Video captioning is the task of describing the content in a video in natural language. With the explosion of sensors and the internet as a data carrier, automatic video understanding and captioning have become essential. It can be applied in many applications such as video surveillance, assisting visually challenged people, video retrieval, and many more. Despite having many applications, jointly modeling the spatial appearance and temporal dynamics makes it a difficult task.

Motivated by machine translation [4]

and image captioning

[5, 6], recently, the encoder-decoder architecture has been adapted for the video captioning task [7, 8, 2, 9, 1]

. With the limited amount of Spatio-temporal data, pre-trained convents have been successful at the encoder side. The decoder exploits a variant of recurrent neural networks (LSTM, GRU) to generate more relevant caption. Some recent approaches

[9] force the decoder to capture better semantics about the video by introducing reconstruction loss, while others have used multi-modal [29] features and memory-based modeling [2].

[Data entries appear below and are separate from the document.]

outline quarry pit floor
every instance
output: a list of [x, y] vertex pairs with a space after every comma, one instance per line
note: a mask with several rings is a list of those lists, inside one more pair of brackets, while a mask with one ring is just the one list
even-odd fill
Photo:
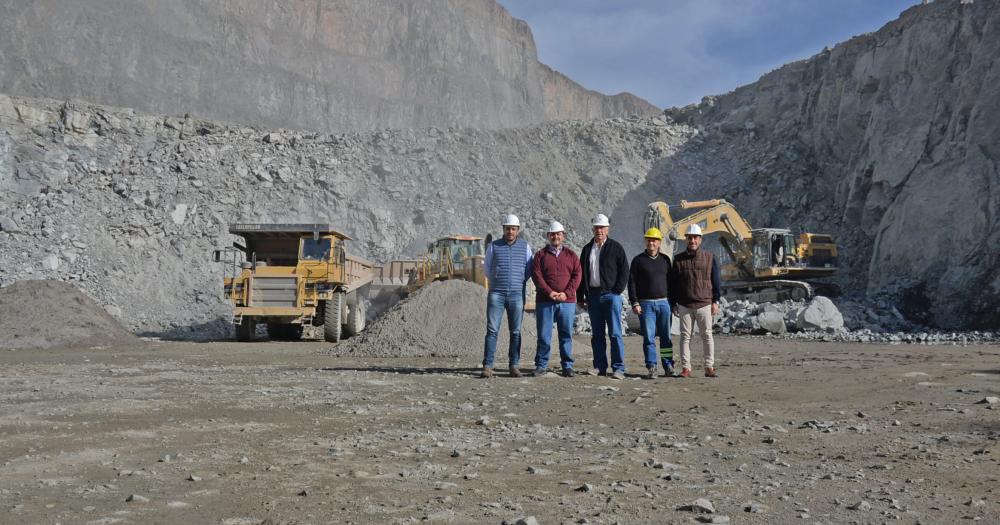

However, a potential drawback with these methods is the training signal does not align with the standard evaluation metrics such as BLEU [19], METEOR [30], ROUGE-L [31], CIDER [32]. As a result, even low training and validation loss can lead to poor metric scores and vice versa, as shown in Fig.1(b). Direct optimization over metric function is not possible due to the non-differentiable nature of the network. To this end, we propose a dynamic loss network (DLN), a transformer-based model that approximates metric function and pre-trained on external data using a self-supervised setup. Although the proposed DLN can be utilized to approximate any metric function, in our case, we approximate the BLEU score. Once trained, the DLN can be used with the video captioning model in an end-to-end manner, as shown in Fig.1(a).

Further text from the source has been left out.